1. Florida vs. Florida St.
2. Georgia vs. Georgia Tech
3. Alabama vs. Auburn
4. Michigan vs. Ohio St.
4. BYU vs. Utah
6. Nebraska vs. Colorado
7. Arizona vs. Arizona St.
8. Virginia vs. Virginia Tech
8. Washington vs. Washington St.
10. Oklahoma vs. Oklahoma St.
10. Oregon St. vs. Oregon
12. USC vs. UCLA
13. Pittsburgh vs. West Virginia
14. Arkansas vs. LSU
15. California vs. Stanford
Three problems immediately jump out:
* Number 1 is listed at the top of the list, destroying all suspense.
* The list is too long – studies show that the optimal length for a list is eleven.
* When ranking something as subjective as football rivalries, there is no need for ties.
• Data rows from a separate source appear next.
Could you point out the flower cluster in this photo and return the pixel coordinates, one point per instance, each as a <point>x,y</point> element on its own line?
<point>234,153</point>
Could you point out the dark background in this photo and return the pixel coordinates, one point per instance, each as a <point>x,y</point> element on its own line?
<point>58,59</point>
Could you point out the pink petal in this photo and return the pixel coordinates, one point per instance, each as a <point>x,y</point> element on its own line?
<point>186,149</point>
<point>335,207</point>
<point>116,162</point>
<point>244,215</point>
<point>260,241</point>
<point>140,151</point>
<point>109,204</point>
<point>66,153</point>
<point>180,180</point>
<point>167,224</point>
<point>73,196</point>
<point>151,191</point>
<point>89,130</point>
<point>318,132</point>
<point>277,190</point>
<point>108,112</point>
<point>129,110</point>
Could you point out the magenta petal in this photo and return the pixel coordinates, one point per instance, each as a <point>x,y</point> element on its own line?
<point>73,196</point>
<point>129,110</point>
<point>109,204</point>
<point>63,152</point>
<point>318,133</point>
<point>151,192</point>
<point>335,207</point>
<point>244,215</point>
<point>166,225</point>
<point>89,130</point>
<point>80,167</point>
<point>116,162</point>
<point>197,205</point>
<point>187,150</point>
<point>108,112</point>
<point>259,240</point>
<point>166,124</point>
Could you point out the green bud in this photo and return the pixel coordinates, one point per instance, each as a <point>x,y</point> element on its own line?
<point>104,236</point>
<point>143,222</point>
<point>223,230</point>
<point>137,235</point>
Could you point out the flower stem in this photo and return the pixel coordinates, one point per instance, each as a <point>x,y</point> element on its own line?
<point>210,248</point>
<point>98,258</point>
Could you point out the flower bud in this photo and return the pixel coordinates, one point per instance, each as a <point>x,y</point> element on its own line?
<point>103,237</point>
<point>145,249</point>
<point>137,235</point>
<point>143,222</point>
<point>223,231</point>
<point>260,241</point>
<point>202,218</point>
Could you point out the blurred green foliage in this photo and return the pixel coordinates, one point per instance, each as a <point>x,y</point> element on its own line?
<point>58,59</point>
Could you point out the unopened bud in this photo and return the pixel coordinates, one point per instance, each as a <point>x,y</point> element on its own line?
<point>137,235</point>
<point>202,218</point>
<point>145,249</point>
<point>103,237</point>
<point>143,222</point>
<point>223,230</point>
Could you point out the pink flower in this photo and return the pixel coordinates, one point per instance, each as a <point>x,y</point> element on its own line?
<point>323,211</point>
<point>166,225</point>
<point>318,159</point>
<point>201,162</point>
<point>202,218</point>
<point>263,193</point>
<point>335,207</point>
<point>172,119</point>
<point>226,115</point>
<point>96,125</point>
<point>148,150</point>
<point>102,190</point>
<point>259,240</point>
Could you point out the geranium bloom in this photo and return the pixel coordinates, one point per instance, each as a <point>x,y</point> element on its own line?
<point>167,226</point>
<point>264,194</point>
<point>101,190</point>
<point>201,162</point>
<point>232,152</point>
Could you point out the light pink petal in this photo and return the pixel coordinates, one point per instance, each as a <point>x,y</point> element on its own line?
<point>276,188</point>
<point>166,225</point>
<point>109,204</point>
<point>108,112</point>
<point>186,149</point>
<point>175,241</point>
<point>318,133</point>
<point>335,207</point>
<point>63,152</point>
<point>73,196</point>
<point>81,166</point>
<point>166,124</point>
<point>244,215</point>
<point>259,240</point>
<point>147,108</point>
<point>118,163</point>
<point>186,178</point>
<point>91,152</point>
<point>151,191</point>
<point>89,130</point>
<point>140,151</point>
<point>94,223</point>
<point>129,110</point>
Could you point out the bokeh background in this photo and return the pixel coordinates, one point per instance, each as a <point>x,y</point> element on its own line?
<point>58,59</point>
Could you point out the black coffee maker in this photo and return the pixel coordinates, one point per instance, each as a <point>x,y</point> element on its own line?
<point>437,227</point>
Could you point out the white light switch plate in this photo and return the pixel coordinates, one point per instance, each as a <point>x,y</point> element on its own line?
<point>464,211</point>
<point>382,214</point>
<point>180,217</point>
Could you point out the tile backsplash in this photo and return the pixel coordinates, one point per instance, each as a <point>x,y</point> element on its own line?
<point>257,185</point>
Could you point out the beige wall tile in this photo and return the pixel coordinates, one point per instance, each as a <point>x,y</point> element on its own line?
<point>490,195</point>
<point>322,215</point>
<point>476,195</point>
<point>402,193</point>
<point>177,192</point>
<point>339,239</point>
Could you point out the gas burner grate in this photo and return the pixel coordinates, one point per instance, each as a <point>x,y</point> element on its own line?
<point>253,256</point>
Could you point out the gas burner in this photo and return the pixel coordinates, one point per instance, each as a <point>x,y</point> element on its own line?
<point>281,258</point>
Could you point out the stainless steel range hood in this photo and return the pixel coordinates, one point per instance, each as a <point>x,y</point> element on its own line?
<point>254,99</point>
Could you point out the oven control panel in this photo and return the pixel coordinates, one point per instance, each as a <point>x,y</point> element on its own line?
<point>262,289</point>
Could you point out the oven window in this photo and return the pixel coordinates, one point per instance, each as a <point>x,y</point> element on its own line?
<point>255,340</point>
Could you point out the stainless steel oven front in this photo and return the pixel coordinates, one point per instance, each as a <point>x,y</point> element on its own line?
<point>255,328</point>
Take a stand. Is the Oklahoma/Oklahoma State rivalry bigger, or is it Oregon State/Oregon?
Where are the long standing traditional rivalries? The games where the fans wouldn’t care if their team went 1-12, so long as the one win denied the hated rival a shot at a National Championship? Don’t they know that there are two kinds of Texans: Longhorn fans and Aggies fans and they don’t care much for one another? Have they ever heard of a little rivalry called the Army/Navy game? True, those games have been mismatches of late, but tradition should count for something. And if you’re going to bring recently created rivalries into the mix, you can’t ignore all of the new University of Minnesota rivalries created by the scheduling genius of Glen Mason (my personal favorite of these is Minnesota/Louisiana-Lafayette).
The Wall Street Journal should stick to reporting on stock splits and leave the lists to the experts.
2 Comments:
You know, Pitt vs. Penn State has always been the biggest football rivalry around here. West Virginia is close, sure, but Pitt and Penn State was always the grand finale, the perfect capper to end the season, the true Division 1 Pennsylvania championship match. Just because Pitt and Penn State have gone on to join two different conferences and never play one another anymore does not lessen the intense feelings that fans of the two schools have towards one another.
And THAT's why this is no way to do a top 11 list.
The problem with Texas is that it has too many great rivalries. I went to UT, they used to have to play the Oklahoma -UT game in neutral territory equidistant from both schools because of the potential for armed conflict among the fans.